デイを作る10

本村さんというおじいさまがいる。その人は、いつも以前いた職場に来ては、送迎時間まで待っている。そして、その人たちに見送られて、うちまでくる。だが、送迎車になかなか乗ろうとされない。認知症があるからだ。

配送用トラックの助手席に乗り込んではシートベルトを握りしめて、降りようとしない。なんとかしてもらえないかと何度も要請が来て、私は迎えに行く。

大丈夫、まず一緒にお出かけしませんか?ここからスタートした。
本村さんはうなづいてついてきた。だが、送迎車の前で止まる。何かを察知したのだろうか?そこから微動だにしない。

私とドライブ行くだけですよと伝えて乗ってもらった。だけど、今度は車から降りようとしなかったり、降りても薬を飲まないとか、服を着替えさせないとか色々とありました。

でも根気よく毎日とにかく隣に居てニコニコしました。それしかできないなら、それを徹底してやりました。結果として、信用されたのか、送迎車にも乗ってくれるようになりましたし、少しではありますが会話をされるようになりました。

そこから半年経ったある日、もう一人の男性利用者が、ゆいに絡むようになりした。また、どうしてなのか、ゆいのフェイスブックアカウントを見つけて、また一方的にメッセージを送るようになりました。「駅まで送る」「かわいいね彼氏いるの?」とか具体的に色々ありますが割愛で。会社でも問題となり、基本グランスで対応する様にとの通達で、私が介助に入りました。そこで、夕方の送迎を待っていた時だったか…お茶をみんなで飲んでいたら
その男性が「ゆいちゃーん聞いてる?ねぇ?僕と話そうよ」と言った瞬間。
本村さんがその男性をグーで殴ったのです。
当りどころが悪く、その男性は鼻血をだし、私が駆け付けた時には「警察にいう、傷害で逮捕してもらう」と興奮していました。ゆいは隣で泣きながら座り込んでいました。

ほどなくして警察がやってきました。
当然管理者である私が呼ばれるわけですね。そして本村さんの職場の方も身元引受として呼ばれていました。

男性が「絶対に被害届を出す」と言っているので、出されれば逮捕されますとの説明を受けました。ただ、警察の方も私の話を聞くと「我慢の限界だったもしれませんね。一度説得してもらえないかな?」と言われ、男性と話しました。

「正直、あなたもスタッフの女の子に対しての対応が度を過ぎてて、こちらからも再三注意はさせてもらってたと思います。それは、我々スタッフだけでなく、お客様にも伝わってたと思うんですね。だから、今回の殴ったという行為はよくありませんが、もしそういう手段に出るなら、私の会社としてもお断りさせていただかないといけなくなる」とハッキリいいました。
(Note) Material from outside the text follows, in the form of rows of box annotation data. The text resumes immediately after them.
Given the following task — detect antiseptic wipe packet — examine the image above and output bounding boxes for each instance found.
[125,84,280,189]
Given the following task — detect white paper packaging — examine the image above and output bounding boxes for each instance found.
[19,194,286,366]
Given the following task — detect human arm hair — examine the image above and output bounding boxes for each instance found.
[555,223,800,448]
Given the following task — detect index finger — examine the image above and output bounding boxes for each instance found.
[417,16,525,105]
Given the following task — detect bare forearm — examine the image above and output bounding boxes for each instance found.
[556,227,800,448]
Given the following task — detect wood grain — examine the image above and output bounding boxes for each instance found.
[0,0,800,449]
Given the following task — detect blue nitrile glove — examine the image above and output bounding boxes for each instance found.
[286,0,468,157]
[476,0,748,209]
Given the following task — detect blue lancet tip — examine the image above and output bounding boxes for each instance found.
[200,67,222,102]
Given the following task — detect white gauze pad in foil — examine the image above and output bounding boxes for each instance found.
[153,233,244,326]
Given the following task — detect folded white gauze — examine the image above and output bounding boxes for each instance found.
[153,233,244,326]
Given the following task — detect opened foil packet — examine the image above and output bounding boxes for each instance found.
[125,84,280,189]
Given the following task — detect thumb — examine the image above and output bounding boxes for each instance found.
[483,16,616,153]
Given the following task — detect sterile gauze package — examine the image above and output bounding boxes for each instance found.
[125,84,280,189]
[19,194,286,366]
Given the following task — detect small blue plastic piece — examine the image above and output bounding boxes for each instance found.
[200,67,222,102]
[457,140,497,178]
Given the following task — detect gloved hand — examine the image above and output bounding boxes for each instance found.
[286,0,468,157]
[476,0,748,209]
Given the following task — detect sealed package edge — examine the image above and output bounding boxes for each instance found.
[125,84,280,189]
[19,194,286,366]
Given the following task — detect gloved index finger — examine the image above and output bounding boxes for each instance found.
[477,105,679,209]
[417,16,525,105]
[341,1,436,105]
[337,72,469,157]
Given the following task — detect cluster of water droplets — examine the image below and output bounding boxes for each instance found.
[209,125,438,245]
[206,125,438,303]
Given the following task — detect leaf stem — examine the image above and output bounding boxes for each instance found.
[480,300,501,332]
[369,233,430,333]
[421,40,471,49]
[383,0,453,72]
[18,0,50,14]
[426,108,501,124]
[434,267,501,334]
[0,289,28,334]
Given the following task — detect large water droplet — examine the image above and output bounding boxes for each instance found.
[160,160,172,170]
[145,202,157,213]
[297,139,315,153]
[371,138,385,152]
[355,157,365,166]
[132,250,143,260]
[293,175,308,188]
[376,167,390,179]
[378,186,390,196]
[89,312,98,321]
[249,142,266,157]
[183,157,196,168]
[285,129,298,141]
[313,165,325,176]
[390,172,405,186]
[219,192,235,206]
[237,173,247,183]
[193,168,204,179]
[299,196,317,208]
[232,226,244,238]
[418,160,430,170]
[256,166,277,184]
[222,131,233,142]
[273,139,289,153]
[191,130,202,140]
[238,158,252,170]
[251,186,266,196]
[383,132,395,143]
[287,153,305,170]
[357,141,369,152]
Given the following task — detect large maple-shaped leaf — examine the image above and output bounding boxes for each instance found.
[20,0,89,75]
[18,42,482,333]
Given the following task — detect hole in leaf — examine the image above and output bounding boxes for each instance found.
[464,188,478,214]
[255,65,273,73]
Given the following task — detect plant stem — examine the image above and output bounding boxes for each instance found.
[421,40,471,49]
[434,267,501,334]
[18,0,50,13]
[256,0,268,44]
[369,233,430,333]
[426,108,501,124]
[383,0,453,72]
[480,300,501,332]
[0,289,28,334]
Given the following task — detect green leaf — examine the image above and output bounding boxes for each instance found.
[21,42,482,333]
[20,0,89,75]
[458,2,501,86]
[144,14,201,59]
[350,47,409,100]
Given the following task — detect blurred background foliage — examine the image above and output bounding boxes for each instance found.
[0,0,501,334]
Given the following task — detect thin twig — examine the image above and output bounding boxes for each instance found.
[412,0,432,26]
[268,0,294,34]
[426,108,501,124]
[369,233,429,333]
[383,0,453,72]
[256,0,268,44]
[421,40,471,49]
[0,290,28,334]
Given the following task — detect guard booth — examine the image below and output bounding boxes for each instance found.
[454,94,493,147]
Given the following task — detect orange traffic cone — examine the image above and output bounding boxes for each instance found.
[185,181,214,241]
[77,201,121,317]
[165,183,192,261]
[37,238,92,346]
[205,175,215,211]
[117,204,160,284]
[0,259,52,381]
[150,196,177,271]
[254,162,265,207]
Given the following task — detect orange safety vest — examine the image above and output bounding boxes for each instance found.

すると男性は考え込み「でもさ、殴るのは良くないんじゃないの?」と来たので「いけないと思いますね。だからといって、個人の女性スタッフのプライベートを調べ上げて、駅まで乗せよっか?とかしつこくDMするのは違うと思いますよ」

こんなやり取りが続いて15分。ついに男性が被害届を出さないと言ったので、男性のみ救急車で病院に行きました。念のため、本村さんも自宅へ帰ることになりました。

帰り際、私が見送ると「ありがとうね」とぼそっと言われました。

はじめてかな、しっかりそう言われたの。
ちょっと気持ちが前向きになれました。そこから事故報告とかで大変だったけどね。

本村さんはその1年後、亡くなられたけど。最後まで、人間味のあるかたでした。

※ご本人の名前は個人情報の観点から偽名とさせていただいております。
またスタッフのゆいさんについても偽名です。